A keen learner and a contrarian, he is always looking for new ideas and
regularly attends learning programs at the Harvard Business School and other Institutes.
He is one of the first Indians to study and put into practice, the concept of 'Behavioral Finance' - an emerging
science that studies human behavior towards stock investing and money matters.
His book, “Stocks
to Riches – Insights on Investor Behavior” (2005) attempts to simplify the process of investing
in stocks and provides the investor with the basic behavioral biases that
affect decision making. His second book “Value Investing and Behavioral Finance:
Insights in to Indian Stock Market Realities” (2009) attempts to guide investors into making wise investment decisions and
not be carried away by the noise of the markets. He speaks to us giving his views on the way forward for the MF industry and the necessity of having a well thought out financial plan.
Diwali greetings to you, Mr. Parikh and the entire PPFAS
family!
As
we enter a new year, what is your outlook on the economy?
We are not great economic forecasters. Since we recommend
investments for the long term, both good and bad economic outlooks would get
covered in a cycle.
At the moment things are looking good, especially with
crude oil and other commodity prices cooling off and a fall in inflation in
India. With oil prices coming off, it should also help in terms of keeping our
trade deficit under control.
This however cannot form the basis for near term
investment decisions. Geopolitics is unpredictable and the slightest trouble
and oil prices could head back up again.
What
is your advice to investors for the coming year(s)?
There are two kinds of
investments. Those that scare you and those that kill you and both are not the
same. The scare comes from volatility of the investment. This is in asset
classes like equities. The killing comes from the loss of purchasing power on
account of inflation. This is typically in asset classes like fixed income
securities.
The relative weights to the
two asset classes should come from a well thought out financial plan. Any money
that is not needed at least for five years should not be in fixed income
securities but rather should be in growth assets.
Mutual
funds still a sort of replacement product for FDs, gold, property...
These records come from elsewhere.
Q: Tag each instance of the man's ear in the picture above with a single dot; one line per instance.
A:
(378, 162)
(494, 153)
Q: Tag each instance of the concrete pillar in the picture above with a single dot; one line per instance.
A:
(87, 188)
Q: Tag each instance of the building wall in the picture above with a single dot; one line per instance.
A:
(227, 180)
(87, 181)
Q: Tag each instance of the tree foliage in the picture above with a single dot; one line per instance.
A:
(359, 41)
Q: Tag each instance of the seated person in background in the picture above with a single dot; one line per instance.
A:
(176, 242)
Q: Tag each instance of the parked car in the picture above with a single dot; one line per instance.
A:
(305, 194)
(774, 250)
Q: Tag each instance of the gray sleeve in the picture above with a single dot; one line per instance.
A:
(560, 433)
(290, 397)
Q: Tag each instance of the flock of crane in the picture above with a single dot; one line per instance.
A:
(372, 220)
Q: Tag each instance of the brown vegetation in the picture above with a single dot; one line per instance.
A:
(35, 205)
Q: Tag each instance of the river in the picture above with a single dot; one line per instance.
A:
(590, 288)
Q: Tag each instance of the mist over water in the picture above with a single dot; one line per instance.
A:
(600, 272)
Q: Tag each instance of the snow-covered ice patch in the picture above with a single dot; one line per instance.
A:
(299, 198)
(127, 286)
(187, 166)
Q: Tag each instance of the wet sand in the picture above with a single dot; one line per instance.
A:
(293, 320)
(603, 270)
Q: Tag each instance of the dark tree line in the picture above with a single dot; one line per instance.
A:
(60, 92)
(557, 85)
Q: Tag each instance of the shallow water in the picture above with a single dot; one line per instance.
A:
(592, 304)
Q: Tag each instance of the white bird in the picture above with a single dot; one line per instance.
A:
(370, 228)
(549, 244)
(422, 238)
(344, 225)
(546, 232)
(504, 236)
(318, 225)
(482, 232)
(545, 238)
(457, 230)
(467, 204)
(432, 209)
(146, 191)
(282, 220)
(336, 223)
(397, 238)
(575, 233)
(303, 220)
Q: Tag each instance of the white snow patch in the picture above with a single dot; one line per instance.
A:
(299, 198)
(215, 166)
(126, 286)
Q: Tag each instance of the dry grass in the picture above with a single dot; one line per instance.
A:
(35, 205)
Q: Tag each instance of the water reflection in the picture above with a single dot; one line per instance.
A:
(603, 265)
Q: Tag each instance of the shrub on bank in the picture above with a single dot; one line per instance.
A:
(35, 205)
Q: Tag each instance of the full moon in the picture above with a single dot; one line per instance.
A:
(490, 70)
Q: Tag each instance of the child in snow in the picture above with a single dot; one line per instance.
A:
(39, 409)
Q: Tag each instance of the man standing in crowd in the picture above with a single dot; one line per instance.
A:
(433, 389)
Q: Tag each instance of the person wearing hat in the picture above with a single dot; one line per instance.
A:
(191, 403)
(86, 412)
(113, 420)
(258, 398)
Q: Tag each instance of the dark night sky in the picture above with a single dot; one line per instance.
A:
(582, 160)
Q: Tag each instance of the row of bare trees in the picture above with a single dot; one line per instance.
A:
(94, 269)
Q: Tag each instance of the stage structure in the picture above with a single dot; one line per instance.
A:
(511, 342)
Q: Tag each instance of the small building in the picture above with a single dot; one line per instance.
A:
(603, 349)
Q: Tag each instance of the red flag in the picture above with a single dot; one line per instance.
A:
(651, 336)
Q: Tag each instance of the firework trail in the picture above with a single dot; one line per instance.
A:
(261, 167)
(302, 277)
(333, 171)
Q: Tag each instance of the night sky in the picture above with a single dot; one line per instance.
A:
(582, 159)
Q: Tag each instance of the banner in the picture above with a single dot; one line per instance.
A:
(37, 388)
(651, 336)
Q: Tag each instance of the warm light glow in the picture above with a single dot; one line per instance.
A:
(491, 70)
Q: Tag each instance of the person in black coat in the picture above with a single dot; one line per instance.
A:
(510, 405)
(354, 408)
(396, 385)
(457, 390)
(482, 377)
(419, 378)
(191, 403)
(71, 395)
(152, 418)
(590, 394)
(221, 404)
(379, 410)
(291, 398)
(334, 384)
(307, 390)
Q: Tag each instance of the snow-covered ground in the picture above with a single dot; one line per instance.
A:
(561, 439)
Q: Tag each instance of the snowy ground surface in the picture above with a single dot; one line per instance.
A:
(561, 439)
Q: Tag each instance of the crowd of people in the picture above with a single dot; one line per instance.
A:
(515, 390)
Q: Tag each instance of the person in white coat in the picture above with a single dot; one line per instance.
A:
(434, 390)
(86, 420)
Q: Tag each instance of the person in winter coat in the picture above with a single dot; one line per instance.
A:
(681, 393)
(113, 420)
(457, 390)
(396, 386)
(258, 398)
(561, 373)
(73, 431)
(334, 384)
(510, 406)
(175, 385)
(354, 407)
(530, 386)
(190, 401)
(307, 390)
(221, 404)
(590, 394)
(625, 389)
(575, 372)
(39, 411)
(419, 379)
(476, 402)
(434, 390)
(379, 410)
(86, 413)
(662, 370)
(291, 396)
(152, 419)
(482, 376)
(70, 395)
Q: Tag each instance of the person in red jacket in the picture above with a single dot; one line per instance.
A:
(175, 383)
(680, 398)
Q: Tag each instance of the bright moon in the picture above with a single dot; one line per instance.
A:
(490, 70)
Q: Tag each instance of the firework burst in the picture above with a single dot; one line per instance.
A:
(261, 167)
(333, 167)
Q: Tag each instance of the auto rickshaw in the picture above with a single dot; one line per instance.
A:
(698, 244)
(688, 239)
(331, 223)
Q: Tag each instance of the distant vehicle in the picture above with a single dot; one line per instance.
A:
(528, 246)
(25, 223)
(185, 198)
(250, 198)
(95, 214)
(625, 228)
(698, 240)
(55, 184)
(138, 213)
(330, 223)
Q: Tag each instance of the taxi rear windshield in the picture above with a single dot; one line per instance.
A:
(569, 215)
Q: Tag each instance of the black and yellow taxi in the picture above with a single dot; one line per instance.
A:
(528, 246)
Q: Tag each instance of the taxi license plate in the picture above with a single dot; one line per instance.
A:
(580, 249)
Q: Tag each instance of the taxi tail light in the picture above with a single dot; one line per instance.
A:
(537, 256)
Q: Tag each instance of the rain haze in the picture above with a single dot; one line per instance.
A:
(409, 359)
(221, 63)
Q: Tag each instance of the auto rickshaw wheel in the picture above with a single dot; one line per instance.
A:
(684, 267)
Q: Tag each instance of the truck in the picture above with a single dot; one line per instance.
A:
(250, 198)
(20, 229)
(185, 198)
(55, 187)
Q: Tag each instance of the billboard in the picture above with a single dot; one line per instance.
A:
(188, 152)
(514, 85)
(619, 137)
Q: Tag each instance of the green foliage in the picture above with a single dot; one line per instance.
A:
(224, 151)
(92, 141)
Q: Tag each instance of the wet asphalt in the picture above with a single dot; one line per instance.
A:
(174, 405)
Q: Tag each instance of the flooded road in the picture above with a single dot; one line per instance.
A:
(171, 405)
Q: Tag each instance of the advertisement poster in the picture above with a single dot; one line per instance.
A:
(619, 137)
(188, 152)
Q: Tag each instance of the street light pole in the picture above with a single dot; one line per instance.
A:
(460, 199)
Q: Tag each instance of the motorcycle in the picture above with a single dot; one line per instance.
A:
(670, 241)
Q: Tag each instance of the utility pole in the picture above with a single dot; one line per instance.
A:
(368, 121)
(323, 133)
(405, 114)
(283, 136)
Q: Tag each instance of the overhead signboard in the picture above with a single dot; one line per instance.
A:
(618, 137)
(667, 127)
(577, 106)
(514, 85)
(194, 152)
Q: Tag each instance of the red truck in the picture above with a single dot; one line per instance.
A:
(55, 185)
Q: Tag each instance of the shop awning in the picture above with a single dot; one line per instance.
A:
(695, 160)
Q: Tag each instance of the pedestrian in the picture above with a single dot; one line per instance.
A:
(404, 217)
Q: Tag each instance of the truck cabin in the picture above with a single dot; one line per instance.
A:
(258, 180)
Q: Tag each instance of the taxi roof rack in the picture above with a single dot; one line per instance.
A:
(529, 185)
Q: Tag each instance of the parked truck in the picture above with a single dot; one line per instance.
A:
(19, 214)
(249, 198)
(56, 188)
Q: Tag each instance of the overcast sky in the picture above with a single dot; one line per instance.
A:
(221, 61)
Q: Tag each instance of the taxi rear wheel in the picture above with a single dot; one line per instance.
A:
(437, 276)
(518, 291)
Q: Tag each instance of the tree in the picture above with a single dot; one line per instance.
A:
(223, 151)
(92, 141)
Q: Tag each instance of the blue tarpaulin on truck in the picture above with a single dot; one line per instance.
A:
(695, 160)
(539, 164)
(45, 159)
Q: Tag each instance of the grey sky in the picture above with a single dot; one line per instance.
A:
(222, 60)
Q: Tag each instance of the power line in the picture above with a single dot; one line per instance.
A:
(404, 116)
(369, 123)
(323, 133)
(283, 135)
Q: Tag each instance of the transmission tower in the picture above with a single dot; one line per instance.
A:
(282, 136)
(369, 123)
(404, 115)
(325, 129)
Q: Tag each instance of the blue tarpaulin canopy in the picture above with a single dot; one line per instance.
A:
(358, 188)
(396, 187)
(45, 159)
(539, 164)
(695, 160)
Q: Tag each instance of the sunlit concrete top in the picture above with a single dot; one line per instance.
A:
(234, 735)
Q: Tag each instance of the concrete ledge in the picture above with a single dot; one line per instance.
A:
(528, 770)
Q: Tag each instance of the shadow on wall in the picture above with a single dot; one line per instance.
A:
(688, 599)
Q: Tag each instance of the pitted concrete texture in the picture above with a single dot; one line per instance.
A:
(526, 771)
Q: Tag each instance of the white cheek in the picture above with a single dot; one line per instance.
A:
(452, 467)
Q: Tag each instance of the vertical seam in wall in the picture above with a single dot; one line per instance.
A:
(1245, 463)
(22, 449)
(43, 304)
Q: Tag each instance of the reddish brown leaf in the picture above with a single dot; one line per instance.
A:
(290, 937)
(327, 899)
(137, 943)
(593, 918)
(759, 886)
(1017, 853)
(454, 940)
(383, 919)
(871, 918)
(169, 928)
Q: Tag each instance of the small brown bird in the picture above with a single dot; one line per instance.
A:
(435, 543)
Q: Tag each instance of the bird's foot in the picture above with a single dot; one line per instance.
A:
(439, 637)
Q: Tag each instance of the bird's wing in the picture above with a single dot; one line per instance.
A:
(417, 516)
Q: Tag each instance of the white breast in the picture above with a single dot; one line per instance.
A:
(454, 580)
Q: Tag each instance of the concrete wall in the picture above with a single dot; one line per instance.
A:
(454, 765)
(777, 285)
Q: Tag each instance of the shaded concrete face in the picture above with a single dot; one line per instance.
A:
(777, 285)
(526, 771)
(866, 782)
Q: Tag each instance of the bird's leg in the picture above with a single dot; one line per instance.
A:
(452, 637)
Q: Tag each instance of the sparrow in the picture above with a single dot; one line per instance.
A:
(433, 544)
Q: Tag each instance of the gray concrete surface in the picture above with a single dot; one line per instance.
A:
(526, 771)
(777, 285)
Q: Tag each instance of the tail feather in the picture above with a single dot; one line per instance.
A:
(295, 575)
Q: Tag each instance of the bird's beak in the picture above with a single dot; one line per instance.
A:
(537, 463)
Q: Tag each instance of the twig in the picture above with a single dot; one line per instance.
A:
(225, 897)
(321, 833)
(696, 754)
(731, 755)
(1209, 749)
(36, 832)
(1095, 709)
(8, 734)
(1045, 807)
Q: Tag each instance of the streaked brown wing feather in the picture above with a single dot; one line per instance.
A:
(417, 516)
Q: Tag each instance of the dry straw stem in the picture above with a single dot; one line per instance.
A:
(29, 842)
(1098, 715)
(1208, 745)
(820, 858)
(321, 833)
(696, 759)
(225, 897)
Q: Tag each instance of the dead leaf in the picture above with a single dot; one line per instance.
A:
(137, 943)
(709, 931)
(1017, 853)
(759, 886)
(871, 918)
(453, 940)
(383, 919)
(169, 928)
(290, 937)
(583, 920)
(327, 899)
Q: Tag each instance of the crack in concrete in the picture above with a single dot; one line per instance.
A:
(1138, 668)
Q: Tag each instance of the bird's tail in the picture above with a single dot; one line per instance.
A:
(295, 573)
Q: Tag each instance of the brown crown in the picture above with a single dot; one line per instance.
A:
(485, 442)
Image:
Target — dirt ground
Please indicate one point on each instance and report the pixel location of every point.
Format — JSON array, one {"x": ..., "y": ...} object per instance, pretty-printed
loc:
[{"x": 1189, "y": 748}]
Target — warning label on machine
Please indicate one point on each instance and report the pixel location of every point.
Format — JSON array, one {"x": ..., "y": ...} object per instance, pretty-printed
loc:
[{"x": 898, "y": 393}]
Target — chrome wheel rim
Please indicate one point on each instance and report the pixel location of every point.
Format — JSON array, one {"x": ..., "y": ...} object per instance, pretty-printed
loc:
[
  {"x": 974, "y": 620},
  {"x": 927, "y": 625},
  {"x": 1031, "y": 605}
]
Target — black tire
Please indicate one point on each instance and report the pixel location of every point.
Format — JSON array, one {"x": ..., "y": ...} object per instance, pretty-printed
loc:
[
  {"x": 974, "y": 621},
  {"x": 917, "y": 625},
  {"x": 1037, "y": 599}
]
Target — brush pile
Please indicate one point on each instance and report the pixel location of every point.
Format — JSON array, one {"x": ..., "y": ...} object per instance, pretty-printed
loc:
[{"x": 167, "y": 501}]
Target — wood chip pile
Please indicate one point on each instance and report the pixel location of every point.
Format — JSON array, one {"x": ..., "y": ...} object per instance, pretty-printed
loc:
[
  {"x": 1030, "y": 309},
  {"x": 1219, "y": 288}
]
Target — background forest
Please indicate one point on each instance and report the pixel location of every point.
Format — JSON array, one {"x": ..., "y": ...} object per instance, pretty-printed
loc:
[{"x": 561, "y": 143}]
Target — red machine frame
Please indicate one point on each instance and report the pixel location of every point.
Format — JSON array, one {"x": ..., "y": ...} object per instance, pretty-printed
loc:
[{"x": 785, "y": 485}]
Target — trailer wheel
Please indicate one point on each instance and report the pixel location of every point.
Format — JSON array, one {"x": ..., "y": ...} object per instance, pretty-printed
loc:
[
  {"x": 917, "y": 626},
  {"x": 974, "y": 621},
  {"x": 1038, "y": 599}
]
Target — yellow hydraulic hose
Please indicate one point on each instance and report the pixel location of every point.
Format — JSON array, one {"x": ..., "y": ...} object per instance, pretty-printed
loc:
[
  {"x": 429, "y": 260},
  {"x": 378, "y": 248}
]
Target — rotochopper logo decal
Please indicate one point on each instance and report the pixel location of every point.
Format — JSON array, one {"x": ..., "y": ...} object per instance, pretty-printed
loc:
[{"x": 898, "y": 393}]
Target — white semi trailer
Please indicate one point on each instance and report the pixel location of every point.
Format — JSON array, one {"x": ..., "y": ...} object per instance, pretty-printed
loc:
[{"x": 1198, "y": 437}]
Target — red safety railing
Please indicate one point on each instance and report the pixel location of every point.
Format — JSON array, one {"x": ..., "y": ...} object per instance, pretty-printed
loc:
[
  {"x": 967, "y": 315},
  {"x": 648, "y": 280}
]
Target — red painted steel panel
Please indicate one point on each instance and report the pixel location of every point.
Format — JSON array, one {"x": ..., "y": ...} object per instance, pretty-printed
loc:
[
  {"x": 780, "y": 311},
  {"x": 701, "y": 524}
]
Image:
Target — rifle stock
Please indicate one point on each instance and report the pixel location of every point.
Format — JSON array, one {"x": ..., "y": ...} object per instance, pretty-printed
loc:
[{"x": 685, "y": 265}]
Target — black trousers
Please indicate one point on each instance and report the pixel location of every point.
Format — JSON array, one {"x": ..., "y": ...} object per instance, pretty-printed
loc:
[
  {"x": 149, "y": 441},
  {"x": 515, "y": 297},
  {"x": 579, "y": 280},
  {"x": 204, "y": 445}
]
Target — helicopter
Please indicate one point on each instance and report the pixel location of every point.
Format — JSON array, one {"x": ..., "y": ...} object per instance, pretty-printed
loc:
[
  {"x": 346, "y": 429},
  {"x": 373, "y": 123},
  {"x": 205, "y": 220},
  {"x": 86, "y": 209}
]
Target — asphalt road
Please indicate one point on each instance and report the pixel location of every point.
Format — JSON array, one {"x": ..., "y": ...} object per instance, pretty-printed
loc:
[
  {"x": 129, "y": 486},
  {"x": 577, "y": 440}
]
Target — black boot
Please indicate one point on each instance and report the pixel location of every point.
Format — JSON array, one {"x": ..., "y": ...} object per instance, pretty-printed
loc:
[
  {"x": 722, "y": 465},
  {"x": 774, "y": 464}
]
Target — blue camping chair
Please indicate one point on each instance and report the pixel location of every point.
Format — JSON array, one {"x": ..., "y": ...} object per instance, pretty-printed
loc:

One gram of Gold and the BSE Sensex were both at 100
around 35 years ago. Today, the same gram is Rs. 2,740/- whereas the BSE Sensex
is around 26,500. Need I say more?
We see peak retail investor interest for
equity funds almost coinciding with market tops. As markets hit highs we also
see a spate of NFOs / series of closed ended NFOs with the same theme. Is this
the way to grow the industry?
It clearly is NOT. What is needed is
- Eliminate sectoral funds. In my view they do more harm than good. Sure some sophisticated investors would miss them but the general public which buys tech funds at the time of the dot com boom and infrastructure funds in 2007 would be protected.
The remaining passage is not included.